The content of the messages reportedly went “quite far” and included comments such as “I find you very pretty,” Tardif told RTL radio. Someone close to the couple told Tardif that Mrs. Macron read a message she was never meant to read, prompting a dispute longer and harsher than usual, according to reports.
An extract published in Paris Match states that what hurt Brigitte was not the content but the possibility hinted at by the message, according to sources. ” Tardif claims Macron maintained a “platonic” relationship with Farahani for a few months and sent her messages like “I find you very pretty,” according to reports. He says the messages caused tension and a significant argument aboard the presidential plane on the tarmac at Hanoi airport, according to sources.
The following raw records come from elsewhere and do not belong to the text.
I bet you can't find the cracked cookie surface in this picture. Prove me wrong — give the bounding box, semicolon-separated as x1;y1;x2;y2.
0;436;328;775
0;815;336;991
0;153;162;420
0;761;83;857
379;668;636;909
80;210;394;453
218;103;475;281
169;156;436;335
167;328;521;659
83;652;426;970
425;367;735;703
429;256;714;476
Such personal stories are harder to contain now than 30 years ago, and the incident is deeply embarrassing for Macron.
Tardif also claims the Élysée regretted not being honest about the dispute because it could have shown they were a real couple, according to reports. A source close to Mrs. Macron categorically denied the claims when interviewed by Tardif in March, insisting she never looks into her husband’s phone, according to Le Parisien.
Tardif has insisted that everything in his book is facts, according to sources. He interviewed Mrs. Macron for the book, and she said she was very tired after a difficult flight and pushed her husband away when he tried to make her laugh, according to reports.
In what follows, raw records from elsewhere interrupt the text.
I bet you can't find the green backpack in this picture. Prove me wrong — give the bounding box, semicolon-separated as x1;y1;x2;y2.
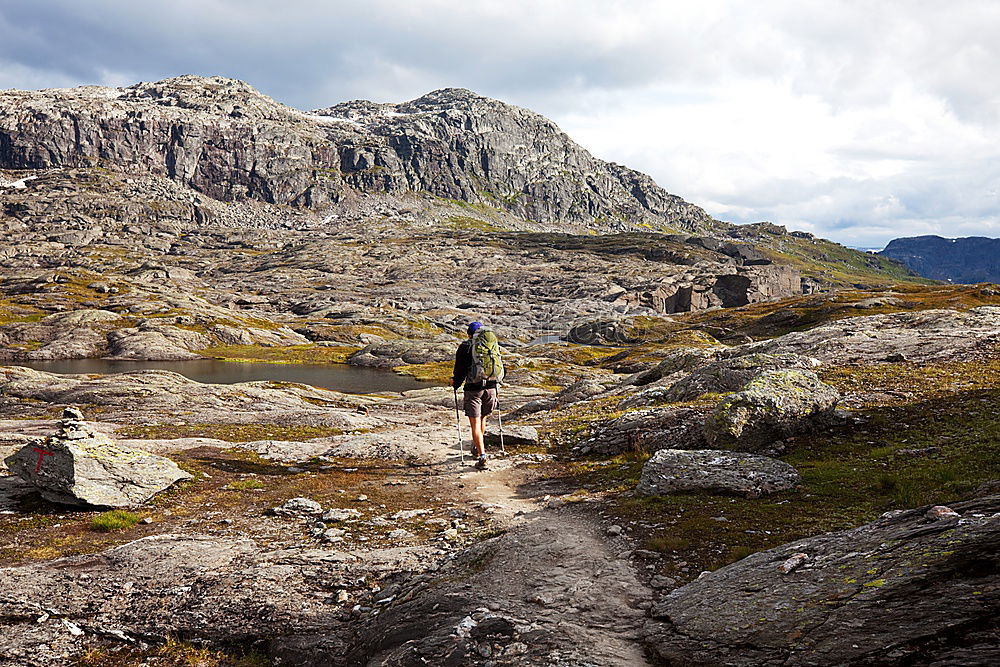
466;327;504;384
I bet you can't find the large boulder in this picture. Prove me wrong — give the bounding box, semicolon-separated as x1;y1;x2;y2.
4;408;191;507
483;424;538;447
705;370;840;452
663;353;819;402
636;449;802;498
645;496;1000;667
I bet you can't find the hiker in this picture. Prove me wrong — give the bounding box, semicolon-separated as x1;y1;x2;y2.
451;322;503;470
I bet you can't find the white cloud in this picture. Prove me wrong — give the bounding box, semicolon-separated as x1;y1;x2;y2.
0;0;1000;245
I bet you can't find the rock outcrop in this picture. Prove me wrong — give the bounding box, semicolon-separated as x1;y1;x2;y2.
663;353;819;401
705;370;840;452
573;406;707;456
0;76;716;231
4;408;191;507
636;449;802;498
721;306;1000;364
879;235;1000;283
646;496;1000;667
Farahani told Le Point that some people lack love and need to create romances to fill the void, according to sources. She has previously dismissed speculation about a relationship with Macron, saying it doesn’t bother her, in Gala magazine. The Independent has contacted representatives for Farahani and Mr.
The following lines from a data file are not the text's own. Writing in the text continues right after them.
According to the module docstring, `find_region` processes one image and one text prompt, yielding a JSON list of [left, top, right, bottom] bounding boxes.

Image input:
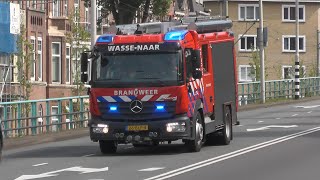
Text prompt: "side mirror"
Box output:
[[191, 50, 202, 79], [80, 53, 88, 83]]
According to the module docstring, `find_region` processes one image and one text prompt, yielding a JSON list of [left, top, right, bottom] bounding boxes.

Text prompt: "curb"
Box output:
[[3, 128, 89, 150], [4, 96, 320, 150]]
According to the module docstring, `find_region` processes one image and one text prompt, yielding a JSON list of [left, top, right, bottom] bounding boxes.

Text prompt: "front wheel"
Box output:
[[99, 141, 118, 154], [185, 112, 204, 152]]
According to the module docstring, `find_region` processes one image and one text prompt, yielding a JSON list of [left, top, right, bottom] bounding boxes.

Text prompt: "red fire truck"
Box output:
[[81, 18, 237, 153]]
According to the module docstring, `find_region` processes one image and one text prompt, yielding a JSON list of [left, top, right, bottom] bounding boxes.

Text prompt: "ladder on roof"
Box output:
[[109, 16, 232, 35]]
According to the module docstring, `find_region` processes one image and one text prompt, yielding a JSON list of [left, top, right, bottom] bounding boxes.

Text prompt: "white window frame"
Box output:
[[282, 35, 307, 52], [238, 34, 257, 52], [37, 37, 43, 81], [30, 36, 37, 81], [238, 4, 260, 21], [51, 42, 61, 84], [281, 65, 307, 79], [281, 5, 306, 22], [66, 43, 71, 84], [238, 65, 255, 82]]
and Mrs. Macron. French media traditionally protect politicians’ private lives, a norm that kept François Mitterrand’s illegitimate daughter hidden and led to silence around Dominique Strauss-Kahn’s womanizing, according to reports.
In 2014, Closer magazine published photos of François Hollande visiting actress Julie Gayet while still living with Valérie Trierweiler, but the media backed off after his office condemned the invasion of privacy, according to reports. The conflicting accounts leave key questions unanswered. What exactly did the text messages between Macron and Farahani say?
Did Brigitte Macron actually see the messages on her husband’s phone, and if so, how? What is the true nature of the relationship between Macron and Farahani? Why did the Élysée initially claim the video might be AI-generated, and what prompted the correction?
How reliable is Florian Tardif’s sourcing for the claims in his book?